Multifractal analysis of weighted networks by a modified sandbox algorithm

TL;DR

This paper introduces a modified sandbox algorithm for multifractal analysis of weighted networks, demonstrating its effectiveness on theoretical fractal networks and real-world collaboration networks, revealing multifractality influenced by edge weights.

Contribution

A novel modified sandbox algorithm (SBw) for multifractal analysis of weighted networks, validated on theoretical models and real-world data.

Findings

SBw algorithm accurately characterizes multifractality in weighted networks.

Fractal dimensions vary with edge weights in weighted fractal networks.

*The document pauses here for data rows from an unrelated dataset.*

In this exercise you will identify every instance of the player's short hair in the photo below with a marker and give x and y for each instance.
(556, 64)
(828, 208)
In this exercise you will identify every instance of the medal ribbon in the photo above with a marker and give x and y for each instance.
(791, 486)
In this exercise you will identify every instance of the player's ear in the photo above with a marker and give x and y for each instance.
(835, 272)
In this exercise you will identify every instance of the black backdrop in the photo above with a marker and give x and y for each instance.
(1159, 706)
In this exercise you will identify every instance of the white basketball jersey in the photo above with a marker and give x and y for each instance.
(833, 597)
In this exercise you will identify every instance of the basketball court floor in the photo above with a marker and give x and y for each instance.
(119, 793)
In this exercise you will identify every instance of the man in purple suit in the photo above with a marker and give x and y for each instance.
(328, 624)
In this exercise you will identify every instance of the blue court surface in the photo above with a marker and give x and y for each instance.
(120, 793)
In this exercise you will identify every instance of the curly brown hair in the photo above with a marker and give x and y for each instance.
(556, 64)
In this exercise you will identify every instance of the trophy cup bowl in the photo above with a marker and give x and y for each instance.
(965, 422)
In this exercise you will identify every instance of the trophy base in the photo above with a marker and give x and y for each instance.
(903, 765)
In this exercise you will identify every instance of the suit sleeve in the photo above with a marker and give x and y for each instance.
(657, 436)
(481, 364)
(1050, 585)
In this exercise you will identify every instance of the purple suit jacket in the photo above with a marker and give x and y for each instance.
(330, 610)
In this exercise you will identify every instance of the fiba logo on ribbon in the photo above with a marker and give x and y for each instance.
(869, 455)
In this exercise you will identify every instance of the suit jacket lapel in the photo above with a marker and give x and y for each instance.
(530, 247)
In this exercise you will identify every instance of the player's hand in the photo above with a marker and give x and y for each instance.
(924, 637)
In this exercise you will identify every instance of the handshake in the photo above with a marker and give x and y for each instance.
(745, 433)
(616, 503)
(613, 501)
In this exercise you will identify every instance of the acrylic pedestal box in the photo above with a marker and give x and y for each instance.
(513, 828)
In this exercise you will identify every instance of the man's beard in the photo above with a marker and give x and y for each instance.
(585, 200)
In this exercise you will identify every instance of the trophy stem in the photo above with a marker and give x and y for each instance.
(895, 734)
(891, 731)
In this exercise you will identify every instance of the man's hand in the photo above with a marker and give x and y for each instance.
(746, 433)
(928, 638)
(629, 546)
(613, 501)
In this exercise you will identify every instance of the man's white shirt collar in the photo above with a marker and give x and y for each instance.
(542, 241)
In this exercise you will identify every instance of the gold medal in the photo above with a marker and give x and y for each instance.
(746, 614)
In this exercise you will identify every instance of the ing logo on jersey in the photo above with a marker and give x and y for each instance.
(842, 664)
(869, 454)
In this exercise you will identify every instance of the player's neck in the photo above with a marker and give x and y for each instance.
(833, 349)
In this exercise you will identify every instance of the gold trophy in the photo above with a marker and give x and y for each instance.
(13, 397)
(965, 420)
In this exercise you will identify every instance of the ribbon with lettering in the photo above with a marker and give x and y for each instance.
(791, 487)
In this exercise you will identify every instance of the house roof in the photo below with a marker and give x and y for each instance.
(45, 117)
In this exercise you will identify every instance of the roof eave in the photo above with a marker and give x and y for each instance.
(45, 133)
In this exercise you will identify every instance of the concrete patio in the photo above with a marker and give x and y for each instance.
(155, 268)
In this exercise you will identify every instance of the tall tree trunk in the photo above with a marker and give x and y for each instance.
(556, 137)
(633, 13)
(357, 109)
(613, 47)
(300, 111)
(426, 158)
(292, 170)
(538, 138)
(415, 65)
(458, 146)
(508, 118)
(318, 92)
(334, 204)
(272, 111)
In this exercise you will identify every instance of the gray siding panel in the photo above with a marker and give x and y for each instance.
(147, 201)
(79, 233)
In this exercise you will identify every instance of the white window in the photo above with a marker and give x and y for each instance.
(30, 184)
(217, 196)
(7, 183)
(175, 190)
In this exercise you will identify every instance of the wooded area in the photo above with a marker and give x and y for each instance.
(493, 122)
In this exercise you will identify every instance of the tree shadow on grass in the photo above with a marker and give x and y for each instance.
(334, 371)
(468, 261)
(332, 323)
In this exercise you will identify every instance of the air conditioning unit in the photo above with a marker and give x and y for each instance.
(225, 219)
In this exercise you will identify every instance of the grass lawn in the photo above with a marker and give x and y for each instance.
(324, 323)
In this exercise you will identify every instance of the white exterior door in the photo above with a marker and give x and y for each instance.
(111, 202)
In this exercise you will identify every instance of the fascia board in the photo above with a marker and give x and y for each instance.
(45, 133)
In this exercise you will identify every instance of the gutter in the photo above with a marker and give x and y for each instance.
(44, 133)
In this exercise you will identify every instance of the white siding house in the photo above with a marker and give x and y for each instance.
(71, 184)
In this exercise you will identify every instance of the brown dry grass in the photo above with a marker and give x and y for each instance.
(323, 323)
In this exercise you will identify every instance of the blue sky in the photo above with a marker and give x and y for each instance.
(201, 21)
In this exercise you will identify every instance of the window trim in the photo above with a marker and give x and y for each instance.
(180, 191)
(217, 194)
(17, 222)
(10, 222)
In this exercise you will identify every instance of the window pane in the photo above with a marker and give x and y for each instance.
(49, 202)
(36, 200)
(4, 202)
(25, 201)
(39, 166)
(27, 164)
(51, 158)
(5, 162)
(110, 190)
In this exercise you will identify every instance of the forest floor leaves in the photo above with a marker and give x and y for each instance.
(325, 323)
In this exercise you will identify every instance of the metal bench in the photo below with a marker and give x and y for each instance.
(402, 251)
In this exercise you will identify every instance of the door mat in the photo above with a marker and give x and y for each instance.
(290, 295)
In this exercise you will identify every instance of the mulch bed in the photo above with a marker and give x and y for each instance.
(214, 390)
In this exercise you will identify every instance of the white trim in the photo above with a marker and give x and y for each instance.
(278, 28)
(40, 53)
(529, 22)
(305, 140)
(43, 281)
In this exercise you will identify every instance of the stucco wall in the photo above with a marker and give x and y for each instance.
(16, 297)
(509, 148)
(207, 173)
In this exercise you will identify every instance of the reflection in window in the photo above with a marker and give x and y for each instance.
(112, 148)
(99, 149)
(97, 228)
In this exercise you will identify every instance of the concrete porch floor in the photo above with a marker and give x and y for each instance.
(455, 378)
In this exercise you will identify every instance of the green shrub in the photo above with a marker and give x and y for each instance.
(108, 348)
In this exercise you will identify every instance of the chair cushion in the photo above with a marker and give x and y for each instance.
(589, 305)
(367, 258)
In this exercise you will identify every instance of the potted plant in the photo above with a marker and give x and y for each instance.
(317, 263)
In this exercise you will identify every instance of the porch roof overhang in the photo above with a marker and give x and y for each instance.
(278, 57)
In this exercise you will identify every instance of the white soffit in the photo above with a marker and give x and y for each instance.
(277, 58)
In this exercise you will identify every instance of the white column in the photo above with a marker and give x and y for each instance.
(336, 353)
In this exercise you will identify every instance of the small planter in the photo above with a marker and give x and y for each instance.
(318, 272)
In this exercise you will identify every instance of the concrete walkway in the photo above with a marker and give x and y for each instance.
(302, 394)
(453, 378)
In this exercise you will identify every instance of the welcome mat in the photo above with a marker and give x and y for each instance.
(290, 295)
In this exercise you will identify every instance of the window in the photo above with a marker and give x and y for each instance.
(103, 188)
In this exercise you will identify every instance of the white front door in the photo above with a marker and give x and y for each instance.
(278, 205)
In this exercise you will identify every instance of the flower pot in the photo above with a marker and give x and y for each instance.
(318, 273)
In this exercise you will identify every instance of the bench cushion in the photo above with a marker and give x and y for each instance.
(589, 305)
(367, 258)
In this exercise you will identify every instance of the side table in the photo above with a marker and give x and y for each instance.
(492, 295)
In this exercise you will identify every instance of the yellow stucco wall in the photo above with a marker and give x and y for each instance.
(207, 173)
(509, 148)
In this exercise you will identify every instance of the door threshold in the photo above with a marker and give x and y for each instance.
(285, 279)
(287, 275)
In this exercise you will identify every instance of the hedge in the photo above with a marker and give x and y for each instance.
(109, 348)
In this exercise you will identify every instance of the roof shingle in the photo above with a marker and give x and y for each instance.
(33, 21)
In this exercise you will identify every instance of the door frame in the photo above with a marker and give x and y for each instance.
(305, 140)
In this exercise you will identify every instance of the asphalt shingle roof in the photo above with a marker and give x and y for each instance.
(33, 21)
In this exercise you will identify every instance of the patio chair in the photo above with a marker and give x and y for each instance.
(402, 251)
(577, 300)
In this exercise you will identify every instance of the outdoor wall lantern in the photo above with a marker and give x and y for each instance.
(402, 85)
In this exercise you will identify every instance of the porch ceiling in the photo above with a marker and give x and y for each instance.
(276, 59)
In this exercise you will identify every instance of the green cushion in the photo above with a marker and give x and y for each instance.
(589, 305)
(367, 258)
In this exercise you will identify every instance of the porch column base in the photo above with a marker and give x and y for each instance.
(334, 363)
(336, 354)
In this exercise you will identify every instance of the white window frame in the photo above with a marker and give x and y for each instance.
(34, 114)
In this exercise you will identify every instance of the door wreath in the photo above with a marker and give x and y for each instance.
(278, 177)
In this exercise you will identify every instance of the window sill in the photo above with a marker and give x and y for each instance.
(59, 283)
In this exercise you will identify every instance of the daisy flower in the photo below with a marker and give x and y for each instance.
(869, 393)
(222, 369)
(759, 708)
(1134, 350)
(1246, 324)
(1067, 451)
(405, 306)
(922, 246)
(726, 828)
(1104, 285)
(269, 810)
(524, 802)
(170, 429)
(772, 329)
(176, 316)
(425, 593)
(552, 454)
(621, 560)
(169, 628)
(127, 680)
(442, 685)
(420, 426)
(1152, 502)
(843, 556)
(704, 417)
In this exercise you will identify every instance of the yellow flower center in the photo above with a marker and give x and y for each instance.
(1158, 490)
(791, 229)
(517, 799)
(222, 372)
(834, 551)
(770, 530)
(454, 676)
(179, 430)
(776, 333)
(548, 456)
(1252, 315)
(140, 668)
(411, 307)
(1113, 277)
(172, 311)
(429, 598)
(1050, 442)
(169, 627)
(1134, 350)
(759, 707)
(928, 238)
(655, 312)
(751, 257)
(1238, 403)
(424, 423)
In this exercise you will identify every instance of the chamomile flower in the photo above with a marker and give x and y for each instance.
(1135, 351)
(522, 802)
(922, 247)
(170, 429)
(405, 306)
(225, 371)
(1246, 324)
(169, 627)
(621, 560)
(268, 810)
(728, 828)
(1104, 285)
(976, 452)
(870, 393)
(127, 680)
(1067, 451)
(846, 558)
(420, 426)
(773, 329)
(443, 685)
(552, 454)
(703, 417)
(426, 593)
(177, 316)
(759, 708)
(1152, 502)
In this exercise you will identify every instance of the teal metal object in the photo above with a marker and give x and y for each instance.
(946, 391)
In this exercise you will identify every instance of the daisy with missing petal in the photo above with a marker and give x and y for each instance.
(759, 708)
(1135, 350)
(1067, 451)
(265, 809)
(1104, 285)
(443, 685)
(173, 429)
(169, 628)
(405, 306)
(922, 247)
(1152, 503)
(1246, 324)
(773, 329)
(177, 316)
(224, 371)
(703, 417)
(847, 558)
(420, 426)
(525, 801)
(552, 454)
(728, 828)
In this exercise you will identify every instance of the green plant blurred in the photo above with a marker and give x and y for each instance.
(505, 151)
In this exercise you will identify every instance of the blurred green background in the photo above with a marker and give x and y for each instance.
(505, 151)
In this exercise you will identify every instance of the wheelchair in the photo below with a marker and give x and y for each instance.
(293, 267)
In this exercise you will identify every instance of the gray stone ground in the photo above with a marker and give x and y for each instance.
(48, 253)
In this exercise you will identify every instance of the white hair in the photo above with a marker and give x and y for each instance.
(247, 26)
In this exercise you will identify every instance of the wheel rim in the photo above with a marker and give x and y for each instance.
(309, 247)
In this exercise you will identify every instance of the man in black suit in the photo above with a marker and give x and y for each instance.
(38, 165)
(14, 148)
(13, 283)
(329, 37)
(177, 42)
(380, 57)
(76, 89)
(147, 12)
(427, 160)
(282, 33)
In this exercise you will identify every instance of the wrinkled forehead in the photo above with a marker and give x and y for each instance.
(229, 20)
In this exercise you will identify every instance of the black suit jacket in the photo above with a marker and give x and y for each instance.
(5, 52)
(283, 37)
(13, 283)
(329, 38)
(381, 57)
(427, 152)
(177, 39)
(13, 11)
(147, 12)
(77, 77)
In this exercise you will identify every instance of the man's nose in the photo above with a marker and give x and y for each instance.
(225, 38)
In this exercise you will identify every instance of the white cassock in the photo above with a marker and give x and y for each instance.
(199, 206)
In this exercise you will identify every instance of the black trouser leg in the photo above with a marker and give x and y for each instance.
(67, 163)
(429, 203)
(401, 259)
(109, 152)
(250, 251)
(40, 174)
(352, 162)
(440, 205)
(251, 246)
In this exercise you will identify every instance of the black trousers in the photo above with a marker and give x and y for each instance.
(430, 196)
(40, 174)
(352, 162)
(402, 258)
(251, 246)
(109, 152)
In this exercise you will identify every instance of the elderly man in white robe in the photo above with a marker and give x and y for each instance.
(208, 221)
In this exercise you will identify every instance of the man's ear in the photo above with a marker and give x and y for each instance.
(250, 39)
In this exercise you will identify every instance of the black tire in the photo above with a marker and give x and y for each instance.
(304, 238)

Multifractality is present in real weighted collaboration networks, affected by edge weights.

Abstract

Complex networks have attracted growing attention in many fields. As a generalization of fractal analysis, multifractal analysis (MFA) is a useful way to systematically describe the spatial heterogeneity of both theoretical and experimental fractal patterns. Some algorithms for MFA of unweighted complex networks have been proposed in the past a few years, including the sandbox (SB) algorithm recently employed by our group. In this paper, a modified SB algorithm (we call it SBw algorithm) is proposed for MFA of weighted networks.First, we use the SBw algorithm to study the multifractal property of two families of weighted fractal networks (WFNs): "Sierpinski" WFNs and "Cantor dust" WFNs. We also discuss how the fractal dimension and generalized fractal dimensions change with the edge-weights of the WFN. From the comparison between the theoretical and numerical fractal dimensions of these networks, we can find that the proposed SBw algorithm is efficient and feasible for MFA of weighted networks. Then, we apply the SBw algorithm to study multifractal properties of some real weighted networks ---collaboration networks. It is found that the multifractality exists in these weighted networks, and is affected by their edge-weights.